Stable Diffusion is a technique that allows fashion designers to generate highly realistic imagery in large quantities purely based on text descriptions without the need for lengthy and expensive customization. This is beneficial for designers who want to create vogue styles quickly, and manufacturers who want to produce personalized products at a lower cost.
The following diagram illustrates the Stable Diffusion architecture and data flow.

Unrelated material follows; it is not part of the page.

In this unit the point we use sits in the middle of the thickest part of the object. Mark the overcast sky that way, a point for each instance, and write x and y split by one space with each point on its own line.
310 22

Compared to traditional GAN-based methods, Stable Diffusion is a generative AI that is capable of producing more stable and photo-realistic images that match the distribution of the original image. The model can be conditioned on a wide range of purposes, such as text for text-to-image generation, bounding boxes for layout-to-image generation, masked images for in-painting, and lower-resolution images for super-resolution. Diffusion models have a wide range of business applications, and their practical uses continue to evolve. These models will greatly benefit various industries such as fashion, retail and e-commerce, entertainment, social media, marketing, and more.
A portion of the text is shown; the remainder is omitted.